Tra gli ospiti che questa sera si siederanno nel salotto di Che tempo che fa troveremo Gian Arturo Ferrari, esperto letterario in passato alla guida della divisione libri di Mondadori e Presidente uscente del Centro per il Libro e la Lettura (Cepell). Nato a Gallarate, in provincia di Varese, il 4 febbraio del 1944, ha iniziato la sua carriera a vent’anni, in qualità di correttore di bozze per Boringhieri, diventando poi editore e direttore editoriale. Passato alla Rizzoli alla metà degli anni Ottanta, è infine entrato a far parte di Mondadori, diventando di conseguenza il punto di riferimento non solo della casa di Segrate, ma anche di Einaudi, Sperling & Kupfer e di una parte rilevante dell’editoria scolastica. Nel 2010 ha quindi ottenuto la nomina alla presidenza del Cepell. Negli anni dal 1974 al 1989 ha anche insegnato Storia della scienza e Storia del pensiero scientifico all’interno dellUniversità di Pavia. inoltre editorialista del Corriere della Sera.
Ritenuto l’uomo più potente dell’editoria tricolore, capace di unire qualità manageriali e grande cultura, viene definito il Professore. Lui stesso ha poi ricordato come lavorare in questo settore rappresenti una impresa non proprio facile, a causa di un concetto distorto in base al quale il compito di una casa editrice sarebbe quello di pubblicare solo libri belli, scartando a priori quelli brutti.
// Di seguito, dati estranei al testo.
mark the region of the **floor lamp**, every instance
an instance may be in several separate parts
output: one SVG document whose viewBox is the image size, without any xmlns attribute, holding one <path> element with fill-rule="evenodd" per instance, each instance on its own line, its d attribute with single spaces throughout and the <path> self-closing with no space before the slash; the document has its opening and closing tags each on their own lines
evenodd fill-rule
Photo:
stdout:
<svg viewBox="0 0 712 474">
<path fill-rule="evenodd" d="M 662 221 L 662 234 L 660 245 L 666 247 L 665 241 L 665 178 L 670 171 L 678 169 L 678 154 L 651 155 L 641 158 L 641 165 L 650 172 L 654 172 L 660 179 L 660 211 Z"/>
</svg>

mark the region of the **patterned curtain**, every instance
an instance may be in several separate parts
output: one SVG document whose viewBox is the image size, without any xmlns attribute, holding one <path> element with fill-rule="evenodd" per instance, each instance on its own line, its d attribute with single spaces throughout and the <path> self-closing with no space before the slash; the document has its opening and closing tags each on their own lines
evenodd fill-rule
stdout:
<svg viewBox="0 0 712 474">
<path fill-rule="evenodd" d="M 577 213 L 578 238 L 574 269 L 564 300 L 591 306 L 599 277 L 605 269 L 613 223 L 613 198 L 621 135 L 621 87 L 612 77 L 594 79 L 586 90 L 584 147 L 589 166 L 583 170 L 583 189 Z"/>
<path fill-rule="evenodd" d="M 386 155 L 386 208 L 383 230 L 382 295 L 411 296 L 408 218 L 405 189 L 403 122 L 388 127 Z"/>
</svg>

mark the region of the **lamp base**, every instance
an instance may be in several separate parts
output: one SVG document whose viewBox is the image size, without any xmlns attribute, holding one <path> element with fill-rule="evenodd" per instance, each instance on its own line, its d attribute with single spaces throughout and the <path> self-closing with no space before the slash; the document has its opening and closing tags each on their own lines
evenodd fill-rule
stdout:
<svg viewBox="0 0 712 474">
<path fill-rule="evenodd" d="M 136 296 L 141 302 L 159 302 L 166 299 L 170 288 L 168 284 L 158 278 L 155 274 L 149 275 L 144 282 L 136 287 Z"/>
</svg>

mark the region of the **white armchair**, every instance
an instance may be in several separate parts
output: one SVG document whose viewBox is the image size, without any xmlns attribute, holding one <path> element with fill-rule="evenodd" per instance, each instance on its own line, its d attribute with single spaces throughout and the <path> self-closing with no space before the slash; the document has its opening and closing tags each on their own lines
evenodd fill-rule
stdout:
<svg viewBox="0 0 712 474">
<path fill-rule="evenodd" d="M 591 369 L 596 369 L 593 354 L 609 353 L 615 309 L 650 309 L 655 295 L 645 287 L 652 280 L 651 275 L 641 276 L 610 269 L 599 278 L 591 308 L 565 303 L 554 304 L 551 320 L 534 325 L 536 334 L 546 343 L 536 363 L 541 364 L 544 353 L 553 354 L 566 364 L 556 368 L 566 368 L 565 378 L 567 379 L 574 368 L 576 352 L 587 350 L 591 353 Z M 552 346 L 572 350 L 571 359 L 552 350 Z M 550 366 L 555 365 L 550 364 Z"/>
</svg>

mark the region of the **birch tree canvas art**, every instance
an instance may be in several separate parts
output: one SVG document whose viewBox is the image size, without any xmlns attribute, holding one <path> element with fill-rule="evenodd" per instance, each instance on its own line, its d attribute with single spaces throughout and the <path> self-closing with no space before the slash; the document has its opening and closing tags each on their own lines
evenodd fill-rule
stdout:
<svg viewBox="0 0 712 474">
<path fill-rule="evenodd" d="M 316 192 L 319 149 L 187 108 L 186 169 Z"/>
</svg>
Pochi mesi fa è stato protagonista di una rovente polemica nel corso della giornata di chiusura Buchmesse di Francoforte, quando ha affermato ufficialmente il pessimo stato dell’editoria italiana, affidando la sua riflessione proprio alle colonne del Corriere della Sera. Una riflessione che ha provocato risposte piccate, sempre sul quotidiano milanese, da parte di Stefano Mauri (gruppo Mauri Spagnol), Luigi Brioschi (gruppo Guanda) e, soprattutto Giuseppe Laterza, che sulla Domenica del Sole24Ore ha affermato che proprio Gian Arturo Ferrari, avendo diretto per tanti anni il maggiore gruppo editoriale, avrebbe la responsabilità più grande, chiedendogli al contempo di non fare la morale a nessuno.